En az bir Fransız, bir Alman yahut bir İtalyan kadar kimliğimizi adlı adınca kullanmak, milletimizin doğal hakkıdır. İdeolojilerden arındırılmış, tarafsız bir anayasa yapılmalı, diyerek Türk kimliğini yansıtan ifadeler metinden çıkarılırsa bu topraklarda yaşayan insanları yüzyıllar boyunca bir arada tutan kültür, inanç, medeniyet ve tarih ortaklıkları yok sayılmış olur. Sosyolojik bir evrenin eseri olan millet olgusu yerine, çağdışı bir köken ve ırk anlayışı, anayasal zemin bulur. Türkiye’nin etnik bir mozaik olduğu safsatasının hukuken tescil edilmesi suretiyle toplumsal ayrışma kaçınılmaz hâle gelir.
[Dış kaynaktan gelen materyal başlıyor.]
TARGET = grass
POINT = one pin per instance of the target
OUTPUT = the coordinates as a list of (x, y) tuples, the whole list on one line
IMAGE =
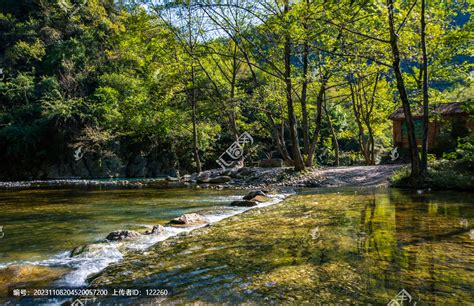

12 Eylül ürünü olduğu gerekçesiyle peşinen metinden çıkarılmaya çalışılan Anayasanın ilk üç maddesi ile 66. madde, devletimizin temel nitelikleri ve ülkenin birliğini, bütünlüğünü vurgulayan temel tespitler olduklarından, yeni anayasada da muhafaza edilmelidir. Zaten Anayasa’nın 4. maddesindeki “İlk üç maddenin değiştirilemez ve değiştirilmesi dahi teklif edilemez.” ifadesiyle, bunların değiştirilmesi hâlinde, yürürlükte olan Anayasa’nın ihlal edilmesi durumu ortaya çıkar.

KÜRTÇE EĞİTİM DİLİ OLAMAZ

Anayasa’da gerekli düzenlemeler yapılarak Türkçe dışındaki dillerin de okullarda okutulup öğretilmesine imkân tanınması için yapılan girişimlerin asıl amacının Kürtçeyi, Türkçeyle birlikte kamusal alanda kullanılır duruma getirmek olduğu aşikârdır. Ülkemizin en büyük sorunu olan ırkçı- ayrılıkçı Kürtçülük hareketinin sözcüleri, her vesileyle bu yöndeki taleplerini dile getiriyor, hatta bunu terör örgütünün silah bırakmasının ön şartı olarak ileri sürüyorlar.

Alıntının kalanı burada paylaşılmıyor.